Abstract

Several estimates of total net underenumeration and of net census errors by sex, race (white, Negro-and-other-races, Negro), and age (five-year groups) in the 1960 and 1970 Censuses, for the total population of the United States, derived by the methods of demographic analysis, are presented. The different data, procedures, and assumptions employed in developing the various estimates are described briefly, and the findings are then discussed in terms of a”preferred” set of estimates. The preferred set of estimates of corrected population for 1970 combines estimates for persons under age 35 based directly on birth, death, and migration statistics, estimates for females aged 35 to 64 based on the Coale-Zelnik estimates (white) for 1950 or the Coale-Rives estimates (Negro) for 1960, estimates for males aged 35 to 64 based on the use of expected sex ratios, and estimates for the population 65 and over based on”Medicare” enrollments and expected sex ratios.
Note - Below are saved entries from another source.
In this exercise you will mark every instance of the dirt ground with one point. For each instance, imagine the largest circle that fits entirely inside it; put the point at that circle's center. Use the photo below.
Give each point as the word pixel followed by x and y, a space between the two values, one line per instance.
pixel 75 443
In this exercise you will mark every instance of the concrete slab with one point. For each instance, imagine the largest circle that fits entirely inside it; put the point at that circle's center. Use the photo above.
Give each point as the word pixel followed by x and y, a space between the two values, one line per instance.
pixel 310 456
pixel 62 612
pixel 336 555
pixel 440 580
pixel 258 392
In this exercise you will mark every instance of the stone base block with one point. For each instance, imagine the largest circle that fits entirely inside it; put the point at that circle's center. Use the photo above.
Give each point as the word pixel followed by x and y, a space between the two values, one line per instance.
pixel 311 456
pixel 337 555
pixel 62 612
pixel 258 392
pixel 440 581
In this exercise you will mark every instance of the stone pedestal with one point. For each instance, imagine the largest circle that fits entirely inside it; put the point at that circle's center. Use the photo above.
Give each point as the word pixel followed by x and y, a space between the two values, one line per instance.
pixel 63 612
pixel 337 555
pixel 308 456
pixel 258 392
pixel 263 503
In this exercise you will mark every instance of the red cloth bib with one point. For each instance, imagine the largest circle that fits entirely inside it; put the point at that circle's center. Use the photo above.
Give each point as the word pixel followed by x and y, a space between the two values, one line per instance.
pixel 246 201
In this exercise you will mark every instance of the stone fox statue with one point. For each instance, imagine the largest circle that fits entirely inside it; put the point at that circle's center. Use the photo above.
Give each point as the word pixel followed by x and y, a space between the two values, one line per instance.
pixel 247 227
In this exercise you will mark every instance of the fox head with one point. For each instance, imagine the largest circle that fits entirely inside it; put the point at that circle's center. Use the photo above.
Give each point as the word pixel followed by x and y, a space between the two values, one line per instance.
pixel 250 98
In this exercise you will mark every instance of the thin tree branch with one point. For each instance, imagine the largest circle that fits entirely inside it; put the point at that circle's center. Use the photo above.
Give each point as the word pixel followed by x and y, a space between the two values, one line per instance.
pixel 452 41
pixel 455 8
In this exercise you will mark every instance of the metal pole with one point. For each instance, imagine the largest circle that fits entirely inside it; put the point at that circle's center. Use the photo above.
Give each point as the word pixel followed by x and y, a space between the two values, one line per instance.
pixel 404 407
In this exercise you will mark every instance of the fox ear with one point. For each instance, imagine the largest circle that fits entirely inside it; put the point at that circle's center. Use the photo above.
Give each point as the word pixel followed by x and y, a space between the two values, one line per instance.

These estimates indicate an overall net underenumeration of 5.3 million persons or 2.5 percent in 1970, as compared with 5.1 million or 2.7 percent in 1960, and a net underenumeration of 1.9 percent for whites and of 7.7 percent for Negroes in 1970, as compared with 2.0 percent and 8.0 percent, respectively, in 1960. As in 1960, undercoverage in 1970 was greatest for Negro males (9.9 percent); net error rates exceeded 12 percent in each age group 20 to 49 and reached 17 to 19 percent at ages 25 to 44. All sex-race groups showed marked increases between 1960 and 1970 for children under ten and marked declines at ages ten to 24. Equally reliable estimates of population coverage cannot be prepared for states and smaller geographic units or for the population of Spanish ancestry.